Contrairement à ce que prétendent de nombreux chroniqueurs et analystes politiques, je ne crois pas non plus que le présumé remplacement du clivage indépendantiste/fédéraliste par le clivage gauche/droite suffise à lui seul à expliquer la crise politique que nous vivons présentement au Québec. Mon intuition me conduit ailleurs.

Les Québécois ayant adopté l’attitude de consommateurs vis-à-vis leurs partis politiques, c’est plutôt une crise de consommation politique que je perçois, la démission de quatre députés du PQ n’étant qu’un épiphénomène, un aveu d’impuissance de ces parlementaires face à un marché tout-puissant et omnipotent.

À défaut de militer afin d’influencer les courants politiques, les Québécois se sont mis en attente d’offres de services politiques. Ils ont succombé à une forme d’apathie collective induite par les médias, un phénomène amplifié par les sondages.
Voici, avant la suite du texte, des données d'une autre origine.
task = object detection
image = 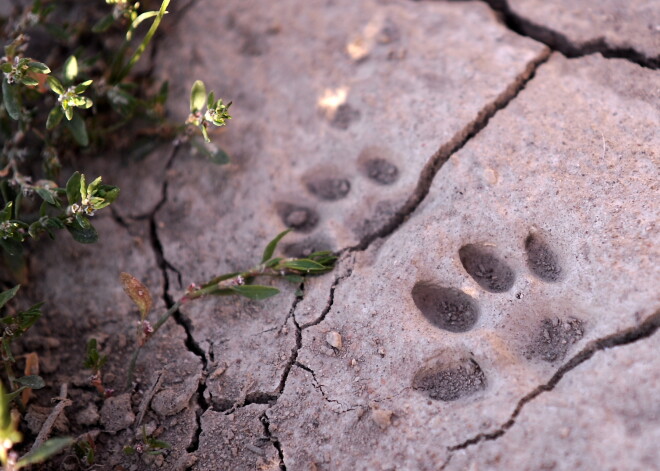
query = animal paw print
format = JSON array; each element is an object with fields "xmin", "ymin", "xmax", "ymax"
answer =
[
  {"xmin": 412, "ymin": 233, "xmax": 584, "ymax": 401},
  {"xmin": 275, "ymin": 148, "xmax": 399, "ymax": 257}
]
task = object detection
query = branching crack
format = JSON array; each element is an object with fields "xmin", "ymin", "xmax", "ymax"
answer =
[
  {"xmin": 415, "ymin": 0, "xmax": 660, "ymax": 69},
  {"xmin": 149, "ymin": 147, "xmax": 210, "ymax": 453},
  {"xmin": 345, "ymin": 46, "xmax": 550, "ymax": 252},
  {"xmin": 302, "ymin": 261, "xmax": 353, "ymax": 330},
  {"xmin": 260, "ymin": 411, "xmax": 286, "ymax": 471},
  {"xmin": 296, "ymin": 362, "xmax": 355, "ymax": 414},
  {"xmin": 445, "ymin": 310, "xmax": 660, "ymax": 466}
]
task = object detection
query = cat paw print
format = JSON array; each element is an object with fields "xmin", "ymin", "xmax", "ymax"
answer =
[
  {"xmin": 275, "ymin": 147, "xmax": 400, "ymax": 257},
  {"xmin": 411, "ymin": 233, "xmax": 584, "ymax": 402}
]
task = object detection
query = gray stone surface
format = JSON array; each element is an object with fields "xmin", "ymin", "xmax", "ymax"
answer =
[
  {"xmin": 268, "ymin": 56, "xmax": 660, "ymax": 469},
  {"xmin": 507, "ymin": 0, "xmax": 660, "ymax": 60},
  {"xmin": 23, "ymin": 217, "xmax": 202, "ymax": 471},
  {"xmin": 16, "ymin": 0, "xmax": 660, "ymax": 471},
  {"xmin": 156, "ymin": 0, "xmax": 547, "ymax": 408},
  {"xmin": 195, "ymin": 404, "xmax": 280, "ymax": 471},
  {"xmin": 446, "ymin": 333, "xmax": 660, "ymax": 471}
]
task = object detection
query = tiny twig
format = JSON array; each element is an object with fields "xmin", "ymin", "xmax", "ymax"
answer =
[
  {"xmin": 30, "ymin": 383, "xmax": 71, "ymax": 452},
  {"xmin": 135, "ymin": 370, "xmax": 165, "ymax": 430}
]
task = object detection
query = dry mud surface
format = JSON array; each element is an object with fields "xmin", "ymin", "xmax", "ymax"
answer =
[{"xmin": 12, "ymin": 0, "xmax": 660, "ymax": 471}]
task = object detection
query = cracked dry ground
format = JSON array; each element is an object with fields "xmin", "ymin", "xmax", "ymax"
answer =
[{"xmin": 15, "ymin": 0, "xmax": 660, "ymax": 471}]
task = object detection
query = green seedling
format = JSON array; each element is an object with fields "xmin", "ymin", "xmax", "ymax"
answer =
[
  {"xmin": 120, "ymin": 230, "xmax": 337, "ymax": 388},
  {"xmin": 0, "ymin": 383, "xmax": 73, "ymax": 471},
  {"xmin": 122, "ymin": 426, "xmax": 172, "ymax": 456},
  {"xmin": 83, "ymin": 339, "xmax": 114, "ymax": 397}
]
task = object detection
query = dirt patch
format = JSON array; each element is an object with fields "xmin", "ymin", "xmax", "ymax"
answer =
[
  {"xmin": 412, "ymin": 282, "xmax": 479, "ymax": 332},
  {"xmin": 413, "ymin": 358, "xmax": 486, "ymax": 402},
  {"xmin": 525, "ymin": 318, "xmax": 584, "ymax": 363},
  {"xmin": 458, "ymin": 244, "xmax": 516, "ymax": 293},
  {"xmin": 525, "ymin": 233, "xmax": 562, "ymax": 282}
]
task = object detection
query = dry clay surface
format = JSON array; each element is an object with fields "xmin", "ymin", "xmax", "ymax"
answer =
[
  {"xmin": 278, "ymin": 55, "xmax": 660, "ymax": 470},
  {"xmin": 500, "ymin": 0, "xmax": 660, "ymax": 62},
  {"xmin": 12, "ymin": 0, "xmax": 660, "ymax": 470},
  {"xmin": 156, "ymin": 0, "xmax": 548, "ymax": 420}
]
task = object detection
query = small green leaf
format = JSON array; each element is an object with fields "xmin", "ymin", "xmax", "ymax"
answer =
[
  {"xmin": 0, "ymin": 285, "xmax": 21, "ymax": 307},
  {"xmin": 83, "ymin": 339, "xmax": 108, "ymax": 371},
  {"xmin": 261, "ymin": 229, "xmax": 291, "ymax": 263},
  {"xmin": 202, "ymin": 272, "xmax": 240, "ymax": 288},
  {"xmin": 65, "ymin": 112, "xmax": 89, "ymax": 147},
  {"xmin": 119, "ymin": 272, "xmax": 153, "ymax": 320},
  {"xmin": 66, "ymin": 221, "xmax": 99, "ymax": 244},
  {"xmin": 264, "ymin": 257, "xmax": 282, "ymax": 268},
  {"xmin": 229, "ymin": 285, "xmax": 280, "ymax": 300},
  {"xmin": 102, "ymin": 185, "xmax": 120, "ymax": 204},
  {"xmin": 28, "ymin": 62, "xmax": 50, "ymax": 74},
  {"xmin": 2, "ymin": 78, "xmax": 21, "ymax": 121},
  {"xmin": 76, "ymin": 213, "xmax": 92, "ymax": 229},
  {"xmin": 14, "ymin": 375, "xmax": 46, "ymax": 389},
  {"xmin": 190, "ymin": 80, "xmax": 206, "ymax": 113},
  {"xmin": 283, "ymin": 258, "xmax": 327, "ymax": 271},
  {"xmin": 64, "ymin": 56, "xmax": 78, "ymax": 83},
  {"xmin": 147, "ymin": 438, "xmax": 172, "ymax": 449},
  {"xmin": 16, "ymin": 437, "xmax": 74, "ymax": 469},
  {"xmin": 200, "ymin": 124, "xmax": 211, "ymax": 142},
  {"xmin": 207, "ymin": 148, "xmax": 229, "ymax": 165},
  {"xmin": 66, "ymin": 172, "xmax": 80, "ymax": 204},
  {"xmin": 284, "ymin": 275, "xmax": 305, "ymax": 283},
  {"xmin": 21, "ymin": 77, "xmax": 39, "ymax": 87},
  {"xmin": 46, "ymin": 75, "xmax": 66, "ymax": 95},
  {"xmin": 37, "ymin": 188, "xmax": 57, "ymax": 206},
  {"xmin": 92, "ymin": 13, "xmax": 115, "ymax": 33},
  {"xmin": 0, "ymin": 201, "xmax": 14, "ymax": 221},
  {"xmin": 0, "ymin": 239, "xmax": 23, "ymax": 256},
  {"xmin": 73, "ymin": 80, "xmax": 93, "ymax": 95}
]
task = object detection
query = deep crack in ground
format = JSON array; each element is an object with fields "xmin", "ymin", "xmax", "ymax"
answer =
[
  {"xmin": 440, "ymin": 310, "xmax": 660, "ymax": 469},
  {"xmin": 139, "ymin": 5, "xmax": 660, "ymax": 470},
  {"xmin": 342, "ymin": 50, "xmax": 551, "ymax": 252},
  {"xmin": 413, "ymin": 0, "xmax": 660, "ymax": 69},
  {"xmin": 149, "ymin": 147, "xmax": 210, "ymax": 453}
]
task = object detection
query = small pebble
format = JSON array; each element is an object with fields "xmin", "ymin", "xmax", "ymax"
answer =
[{"xmin": 325, "ymin": 331, "xmax": 342, "ymax": 350}]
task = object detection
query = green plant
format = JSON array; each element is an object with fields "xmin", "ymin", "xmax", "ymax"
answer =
[
  {"xmin": 0, "ymin": 383, "xmax": 73, "ymax": 471},
  {"xmin": 0, "ymin": 285, "xmax": 45, "ymax": 406},
  {"xmin": 122, "ymin": 426, "xmax": 172, "ymax": 456},
  {"xmin": 83, "ymin": 339, "xmax": 108, "ymax": 396},
  {"xmin": 120, "ymin": 229, "xmax": 337, "ymax": 388}
]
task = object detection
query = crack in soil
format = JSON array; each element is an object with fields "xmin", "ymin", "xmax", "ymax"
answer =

C’est dans ce contexte qu’il faut voir l’élection de 59 candidats du NPD à la dernière élection fédérale et la popularité montante de François Legault et d'Amir Khadir.

Si rien n'est fait, c’est la fin de l’Histoire québécoise que je vois poindre à l’horizon, analogue à celle qu’annonçait Francis Fukuyama.
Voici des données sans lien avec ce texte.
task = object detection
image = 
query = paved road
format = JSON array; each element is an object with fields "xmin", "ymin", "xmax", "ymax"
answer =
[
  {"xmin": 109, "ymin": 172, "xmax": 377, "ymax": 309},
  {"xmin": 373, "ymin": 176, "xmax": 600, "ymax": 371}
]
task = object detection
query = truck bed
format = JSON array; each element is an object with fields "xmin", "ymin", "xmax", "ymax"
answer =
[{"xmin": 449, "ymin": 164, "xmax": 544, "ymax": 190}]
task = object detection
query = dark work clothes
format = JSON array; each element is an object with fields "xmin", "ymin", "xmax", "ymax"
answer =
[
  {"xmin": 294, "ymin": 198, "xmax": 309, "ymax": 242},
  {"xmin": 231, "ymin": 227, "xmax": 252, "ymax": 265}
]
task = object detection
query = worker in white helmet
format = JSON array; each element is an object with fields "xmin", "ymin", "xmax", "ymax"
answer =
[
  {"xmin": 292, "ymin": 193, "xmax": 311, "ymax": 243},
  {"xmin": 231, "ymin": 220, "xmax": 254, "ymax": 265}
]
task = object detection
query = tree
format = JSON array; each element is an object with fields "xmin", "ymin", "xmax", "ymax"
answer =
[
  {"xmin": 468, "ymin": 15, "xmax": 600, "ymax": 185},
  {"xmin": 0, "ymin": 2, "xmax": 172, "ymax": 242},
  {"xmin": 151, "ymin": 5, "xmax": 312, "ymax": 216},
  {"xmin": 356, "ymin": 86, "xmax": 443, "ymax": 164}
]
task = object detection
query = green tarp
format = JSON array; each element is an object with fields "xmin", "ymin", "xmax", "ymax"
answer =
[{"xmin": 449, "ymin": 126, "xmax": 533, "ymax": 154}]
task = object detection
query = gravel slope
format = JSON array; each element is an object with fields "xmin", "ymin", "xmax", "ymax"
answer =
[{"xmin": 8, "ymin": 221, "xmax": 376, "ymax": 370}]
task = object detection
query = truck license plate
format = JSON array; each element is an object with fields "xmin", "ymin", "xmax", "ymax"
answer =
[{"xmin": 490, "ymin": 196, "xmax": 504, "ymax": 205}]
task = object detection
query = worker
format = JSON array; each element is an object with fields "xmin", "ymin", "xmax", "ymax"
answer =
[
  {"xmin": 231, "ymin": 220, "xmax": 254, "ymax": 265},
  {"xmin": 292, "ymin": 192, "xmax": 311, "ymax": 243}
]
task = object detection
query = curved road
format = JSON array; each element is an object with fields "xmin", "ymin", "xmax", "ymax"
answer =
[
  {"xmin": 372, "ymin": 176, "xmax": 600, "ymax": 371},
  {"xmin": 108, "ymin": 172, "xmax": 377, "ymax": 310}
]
Voici ce que j’écrivais à ce sujet dans un billet du 5 mai 2008, De la nation à la consommation, l’illusion de la liberté,

(...)

« Or, un des dangers qui nous guette, si nous demeurons une minorité au sein d’un Canada uni, est qu’en continuant de croire que nous sommes une nation majoritaire, nous interprétions les phénomènes d’effritement de notre société, de notre langue et de notre économie comme normaux en contexte mondial, alors que dans le cas spécifique du Québec, ces phénomènes sont exacerbés par l’insidieux colonialisme canadien. Un discours soutenu avec vigueur par des médias comme La Presse qui encourage la normalisation de la société, le bilinguisme et délocalisation de nos principaux leviers économiques sous prétexte de la mondialisation.

Un autre grand danger qui nous guette, c’est cet individualisme nourri par un capitalisme qui procure à l’individu un faux sentiment de sécurité, celui où le citoyen est remplacé par le consommateur. L’argent achetant tout, les Québécois seraient libres, dans l’absolu, de tout consommer : la santé publique ou privée, l’école publique ou privée, la religion, le français, l’anglais, le nationalisme, le fédéralisme ou l’indépendantisme.(…)
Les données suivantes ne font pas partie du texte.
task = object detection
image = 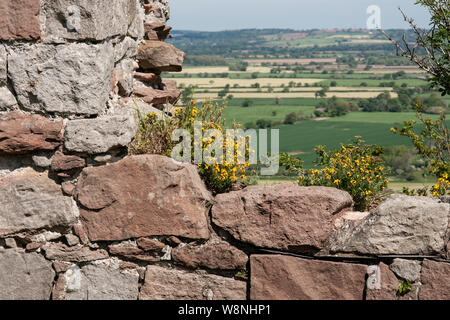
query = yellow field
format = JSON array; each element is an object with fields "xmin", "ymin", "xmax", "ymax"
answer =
[
  {"xmin": 182, "ymin": 66, "xmax": 271, "ymax": 74},
  {"xmin": 194, "ymin": 91, "xmax": 397, "ymax": 99},
  {"xmin": 175, "ymin": 78, "xmax": 322, "ymax": 88}
]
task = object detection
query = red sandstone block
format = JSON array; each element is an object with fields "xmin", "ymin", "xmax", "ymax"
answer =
[{"xmin": 0, "ymin": 0, "xmax": 41, "ymax": 40}]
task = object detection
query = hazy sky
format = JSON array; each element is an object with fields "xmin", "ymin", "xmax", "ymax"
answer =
[{"xmin": 169, "ymin": 0, "xmax": 428, "ymax": 31}]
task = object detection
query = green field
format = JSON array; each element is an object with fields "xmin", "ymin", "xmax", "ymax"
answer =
[
  {"xmin": 274, "ymin": 112, "xmax": 437, "ymax": 167},
  {"xmin": 224, "ymin": 105, "xmax": 314, "ymax": 126}
]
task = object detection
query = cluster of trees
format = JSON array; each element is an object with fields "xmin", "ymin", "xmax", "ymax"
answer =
[
  {"xmin": 314, "ymin": 96, "xmax": 358, "ymax": 117},
  {"xmin": 169, "ymin": 29, "xmax": 420, "ymax": 65},
  {"xmin": 244, "ymin": 110, "xmax": 305, "ymax": 129},
  {"xmin": 358, "ymin": 88, "xmax": 447, "ymax": 113}
]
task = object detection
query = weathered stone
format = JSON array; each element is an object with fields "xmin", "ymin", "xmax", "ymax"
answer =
[
  {"xmin": 8, "ymin": 42, "xmax": 114, "ymax": 115},
  {"xmin": 329, "ymin": 195, "xmax": 450, "ymax": 255},
  {"xmin": 31, "ymin": 156, "xmax": 52, "ymax": 168},
  {"xmin": 51, "ymin": 151, "xmax": 86, "ymax": 172},
  {"xmin": 144, "ymin": 30, "xmax": 159, "ymax": 41},
  {"xmin": 334, "ymin": 211, "xmax": 370, "ymax": 228},
  {"xmin": 108, "ymin": 241, "xmax": 162, "ymax": 262},
  {"xmin": 0, "ymin": 0, "xmax": 41, "ymax": 40},
  {"xmin": 64, "ymin": 233, "xmax": 80, "ymax": 246},
  {"xmin": 0, "ymin": 87, "xmax": 18, "ymax": 111},
  {"xmin": 145, "ymin": 0, "xmax": 170, "ymax": 23},
  {"xmin": 42, "ymin": 0, "xmax": 136, "ymax": 42},
  {"xmin": 64, "ymin": 115, "xmax": 137, "ymax": 154},
  {"xmin": 250, "ymin": 255, "xmax": 367, "ymax": 300},
  {"xmin": 128, "ymin": 0, "xmax": 144, "ymax": 39},
  {"xmin": 108, "ymin": 243, "xmax": 144, "ymax": 256},
  {"xmin": 134, "ymin": 86, "xmax": 181, "ymax": 104},
  {"xmin": 172, "ymin": 238, "xmax": 248, "ymax": 270},
  {"xmin": 73, "ymin": 222, "xmax": 89, "ymax": 244},
  {"xmin": 139, "ymin": 265, "xmax": 247, "ymax": 300},
  {"xmin": 166, "ymin": 236, "xmax": 183, "ymax": 247},
  {"xmin": 134, "ymin": 72, "xmax": 161, "ymax": 84},
  {"xmin": 76, "ymin": 155, "xmax": 212, "ymax": 241},
  {"xmin": 0, "ymin": 111, "xmax": 62, "ymax": 154},
  {"xmin": 5, "ymin": 238, "xmax": 17, "ymax": 248},
  {"xmin": 56, "ymin": 265, "xmax": 139, "ymax": 300},
  {"xmin": 212, "ymin": 183, "xmax": 353, "ymax": 252},
  {"xmin": 137, "ymin": 238, "xmax": 166, "ymax": 251},
  {"xmin": 25, "ymin": 242, "xmax": 44, "ymax": 251},
  {"xmin": 42, "ymin": 242, "xmax": 109, "ymax": 262},
  {"xmin": 419, "ymin": 259, "xmax": 450, "ymax": 300},
  {"xmin": 144, "ymin": 22, "xmax": 172, "ymax": 41},
  {"xmin": 61, "ymin": 182, "xmax": 75, "ymax": 196},
  {"xmin": 0, "ymin": 249, "xmax": 55, "ymax": 300},
  {"xmin": 0, "ymin": 45, "xmax": 8, "ymax": 85},
  {"xmin": 113, "ymin": 59, "xmax": 138, "ymax": 96},
  {"xmin": 389, "ymin": 259, "xmax": 422, "ymax": 282},
  {"xmin": 137, "ymin": 40, "xmax": 186, "ymax": 71},
  {"xmin": 53, "ymin": 261, "xmax": 73, "ymax": 273},
  {"xmin": 26, "ymin": 230, "xmax": 62, "ymax": 243},
  {"xmin": 0, "ymin": 155, "xmax": 33, "ymax": 178},
  {"xmin": 366, "ymin": 263, "xmax": 400, "ymax": 300},
  {"xmin": 114, "ymin": 37, "xmax": 138, "ymax": 63},
  {"xmin": 0, "ymin": 169, "xmax": 78, "ymax": 236}
]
Cette illusion de liberté individuelle que procure notre pouvoir d’achat sans fin, soutenu par de nombreuses sources de crédits, ferait alors éclater définitivement les liens qui nous unissent comme minorité nationale et plus largement comme société. Grâce à cette liberté individuelle de consommer des idées, de la culture et des aspirations, comme on consomme des boîtes de conserve ou des téléviseurs, nous deviendrions alors légers, dépouillés du poids de l’héritage et des rêves de nos ancêtres, l’argent devenant alors la seule source de liberté, car il peut tout payer, même l’éternité.

Dans une telle perspective, l’indépendance ne serait plus une urgence ou un enjeu collectif, mais bien le résultat d’un choix individuel comme peut l’être tout autre objet de consommation que nous serions libres de consommer. Un peu comme Sisyphe, nous pousserions alors notre pierre sans relâche, sachant qu’une fois au sommet, elle roulerait invariablement vers le bas. Nous serions libres d’accomplir une démarche dont la liberté ne serait jamais le résultat, l’indépendance devenant une gymnastique individuelle à laquelle seuls les initiés se livreraient, à l’image de ceux qui pratiquent le taï-chi ou le yoga.(…)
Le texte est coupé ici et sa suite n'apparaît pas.